Observational studies have linked primary biliary cholangitis (PBC) and systemic rheumatic diseases (SRDs), but the exact cause-and-effect relationship between the conditions remains uncertain.
Researchers conducted a retrospective study evaluating the impact of PBC on SRD using Mendelian randomization (MR) analysis.
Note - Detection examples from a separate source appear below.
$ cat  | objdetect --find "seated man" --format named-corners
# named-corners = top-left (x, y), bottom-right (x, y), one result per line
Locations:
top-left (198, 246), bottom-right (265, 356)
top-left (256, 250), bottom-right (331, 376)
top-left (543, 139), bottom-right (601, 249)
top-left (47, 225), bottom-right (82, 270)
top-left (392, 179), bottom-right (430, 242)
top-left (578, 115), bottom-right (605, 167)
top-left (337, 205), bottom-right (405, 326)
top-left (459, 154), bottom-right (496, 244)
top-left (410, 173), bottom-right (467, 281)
They obtained the genome-wide association study (GWAS) summary data from the MRC IEU OpenGWAS and FinnGen databases. Independent genetic variants for PBC were selected as instrumental variables. Inverse variance weighting was used to assess the causal impacts of PBC on Sjögren syndrome (SS), rheumatoid arthritis (RA), systemic lupus erythematosus (SLE), systemic sclerosis (SSc), mixed connective tissue disease (MCTD), and polymyositis (PM). Horizontal pleiotropy and heterogeneity were measured using the MR‒Egger intercept test and Cochran’s Q value.
The results showed PBC had causal effects on SS (OR = 1.177, P=8.02e-09), RA (OR = 1.071, P=9.80e-04), SLE (OR = 1.447, P=1.04e-09), SSc (OR = 1.399, P=2.52e-04), MCTD (OR = 1.306, P=4.92e-14), and PM (OR = 1.416, P=1.16e-04). The MR‒Egger intercept tests indicated no horizontal pleiotropy (all P values>0.05). The leave-one-out method confirmed the robustness of the findings.
Investigators concluded that the study revealed potential relationships between PBC and several SRDs.